DAILY FILM DOSE: A Daily Film Appreciation and Review Blog: DEJA VU

Tuesday 10 July 2007


Déjà Vu (2006) dir. Tony Scott
Starring: Denzel Washington, Jim Cavesiel, Val Kilmer


“Déjà Vu” is a Jerry Bruckheimer/Tony Scott film which automatically means you know how it’s going to look, feel and sound. I used to be a big Tony Scott fan – in the 1990’s almost every film he made was a solid piece of Blockbuster entertainment. Arguably his 00’s output is subpar (sorry, I know there’s lot of “Man on Fire” fans out there), and sadly Déjà Vu is not ahead of the pack. It’s decent entertainment, but nowhere near “Crimson Tide”, “True Romance”, or “Enemy of the State” days.

A bomb explodes aboard a New Orleans ferry boat killing hundreds of civilians. ATF officer Doug Carlin (Denzel) is sent in to investigate. He’s detailed and dedicated, and lonely and unattached as a result. He is joined by the mysterious Agent Pryzwarra played by Val Kilmer, a federal investigator heading up a new highly specialized task force. Kilmer invites Denzel to participate in a form of surveillance – a form of time travel which allows the cops to look back exactly 4 days into the past (no more no less). The past is viewed like a camera which can show the past... umm like a movie… a Tony Scott movie… any camera angle is possible, but it can be at only one place at any one time. Denzel uses this device to follow steps of a woman who died from the accident. Denzel hopes this woman will lead them to the terrorist.

The more Denzel’s allowed to see the woman’s intimate daily routine the more he becomes involved with her case. He quickly falls in love with her. Eventually he goes back in time himself to actively capture the criminal and save the life of his new found love.

The entire film hangs itself on this new time travel device. Essentially it’s the same device as “Minority Report”, except reversed. But never before has such a ridiculously high concept device been thrown at us to accept without the slightest pause. It’s written in just as an excuse to excecute a few neat chase sequences and surveillance trappings. The time travel stuff isn’t as clever as say, “Back to he Future”, or “Primer”, or even something like “Memento.” Once the filmmakers think that the audience has accepted the plausibility of the concept it starts inventing its own rules to fit the action scenes they want to craft. For example, Denzel’s car chase which pits him against the evading terrorist whom he’s chasing from 4 days ago. Though I do have to say it is an excitingly done.
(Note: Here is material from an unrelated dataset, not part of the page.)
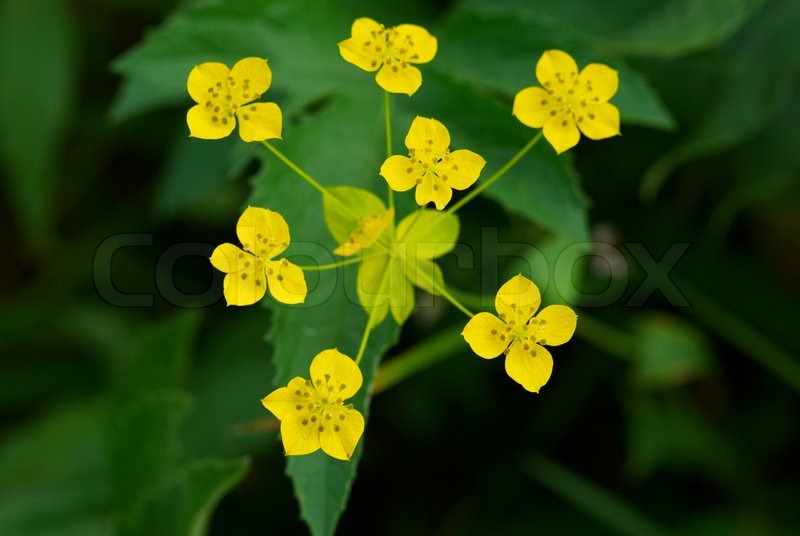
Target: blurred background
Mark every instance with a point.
(129, 393)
The film also wants to be a love story. Denzel Washington falling in love with a woman he only sees through a television screen is again more convenient storytelling. The lead actress is just a token body to fill the screen with yet another pretty face. Also, she’s 25 years Denzel’s junior. It’s a total mismatch.

But I have to say the final moments do bring the film full circle and is a clever time-travel moment and does put the film into perspective.
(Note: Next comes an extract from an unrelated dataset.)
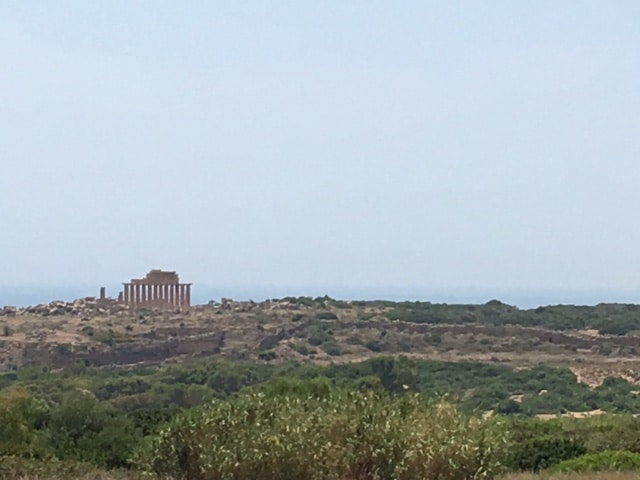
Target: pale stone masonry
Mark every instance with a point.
(157, 289)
Midway through the film several characters just disappear from the film – never to be seen again – Val Kilmer and Bruce Greenwood – two great actors are treated like furniture and just moved out of the way and discarded when not needed.

Tony Scott’s slickness is present and for fans of his saturated gradient filtered long lenses and his wicked helicopter shots, then you will enjoy the film.

Buy it here: Deja Vu


Anonymous said...

when is denzel NOT going to play a detective?

Andrew D. Wells said...

actually, this fall in Tony's brother Ridley's film "American Gangster". Densel is the gangster this time to Russell Crowe's detective.

Andrew D. Wells said...

I just watched this film myself. I don't believe I was ever as taken by Tony Scott as Alan (I am a huge Ridley Scott fan however). I always felt Tony was more interested in flash than depth. I agree with the three films mentioned as three of his best, but I always attributed those to their sripts. QT penned True Romance and did a dialogue spritz on Crimson Tide.
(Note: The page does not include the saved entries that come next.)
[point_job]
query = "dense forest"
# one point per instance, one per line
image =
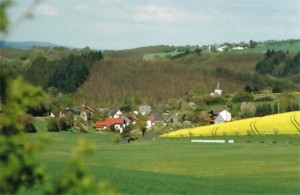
(115, 78)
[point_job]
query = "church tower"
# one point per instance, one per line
(218, 91)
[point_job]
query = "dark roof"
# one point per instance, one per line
(109, 122)
(215, 112)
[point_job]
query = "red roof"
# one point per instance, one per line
(109, 122)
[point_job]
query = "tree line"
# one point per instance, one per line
(65, 74)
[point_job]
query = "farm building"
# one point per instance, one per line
(222, 117)
(112, 124)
I did like Deja Vu dispite it weaknesses. Certainly the script is quite nonchalant about the acceptance of its amazing time device. But in accepting it as easily as the screenplay did, I found myself able to enjoy the film until the end. I think the film would have been much stronger had it avoided the "happy ending." At one point I thought I had figured out why these people wanted to make this movie. I thought the screenwriter actually had the original idea to make a time travel movie where no matter what the characters did they were un able to alter the course of time. All time travel stories hinge upon the fact that if you go back in time you will vastly alter the outcome of events. What if that notion were totally wrong? Now that would have been a profound movie.

Anonymous said...

I liked it mostly because of Denzel Washington. I thought it handled the back in time scenario well. The chase scene days apart was very inventive. That Denzel Washington was many years older than the hot babe who is attracted to him only gives hope to my generation.